L’amara verità è che sfogliando la descrizione di decine e decine di posizioni disponibili nelle maggiori aziende di tecnologia dell’informazione emerge che il mercato è alla ricerca di figure professionali a dir poco di alto livello: 5 anni di esperienza di qui, 8 anni di esperienza di la, ottime capacità di su, perfetta conoscenza di giù. Ma esistono davvero personaggi simili o lo fanno solo per scoraggiare i fanfaroni? Una sorta di modo moderno di dire “no perditempo”. Se tali personaggi esistono ed hanno la presenza di spirito per non impazzire in preda all’amministrazione del proprio sapere di certo meritano quelle posizioni, oltre ad una medaglia al merito, un paio di premi Nobel ed una parure di suche dalle Miss Mondo degli ultimi dieci anni.

Ma se tali Leonardo del nuovo millennio non esistono, che cosa hanno per la mente i responsabili HR? Le mosche gommose?

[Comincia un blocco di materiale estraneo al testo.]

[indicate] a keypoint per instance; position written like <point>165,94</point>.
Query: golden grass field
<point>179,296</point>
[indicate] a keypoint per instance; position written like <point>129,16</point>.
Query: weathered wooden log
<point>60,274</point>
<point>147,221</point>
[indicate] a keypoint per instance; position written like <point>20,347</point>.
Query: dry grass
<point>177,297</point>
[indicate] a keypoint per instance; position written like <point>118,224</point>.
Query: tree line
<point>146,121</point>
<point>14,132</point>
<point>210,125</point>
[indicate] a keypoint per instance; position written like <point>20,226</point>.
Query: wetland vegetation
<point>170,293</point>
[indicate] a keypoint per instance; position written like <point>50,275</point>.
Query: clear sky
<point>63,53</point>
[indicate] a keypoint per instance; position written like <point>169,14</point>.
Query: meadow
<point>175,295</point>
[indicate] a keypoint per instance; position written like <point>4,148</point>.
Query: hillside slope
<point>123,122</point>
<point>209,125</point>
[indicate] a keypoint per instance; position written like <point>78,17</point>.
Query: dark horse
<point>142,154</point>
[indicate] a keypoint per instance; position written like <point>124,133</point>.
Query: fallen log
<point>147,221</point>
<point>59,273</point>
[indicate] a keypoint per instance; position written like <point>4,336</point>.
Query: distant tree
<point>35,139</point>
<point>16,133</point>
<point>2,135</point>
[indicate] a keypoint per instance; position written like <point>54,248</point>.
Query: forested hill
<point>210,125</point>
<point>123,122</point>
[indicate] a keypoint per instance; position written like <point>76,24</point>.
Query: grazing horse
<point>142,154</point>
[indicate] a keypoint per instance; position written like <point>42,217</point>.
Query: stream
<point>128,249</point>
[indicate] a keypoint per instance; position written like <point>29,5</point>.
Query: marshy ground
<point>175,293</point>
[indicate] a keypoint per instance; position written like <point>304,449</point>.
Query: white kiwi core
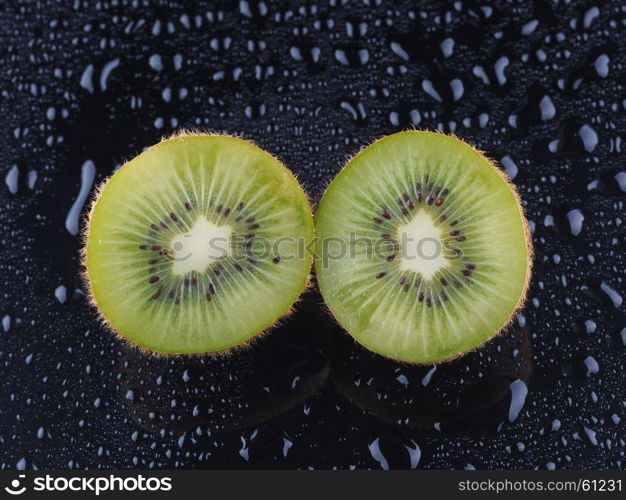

Non dovrebbero forse incoraggiare le candidature per poi avere più carne tra cui scegliere? O almeno non umiliare i candidati che lontanamente ricordano i requisiti sovrumani specificati nell’annuncio? O forse, o forse vogliono suggerire che il fatto che tu sia Feynman o Forrest Gump cambia poco, l’importante è che tu conosca la persona giusta che conosce uno che conosce un altro che conosce Moggi che ti assume?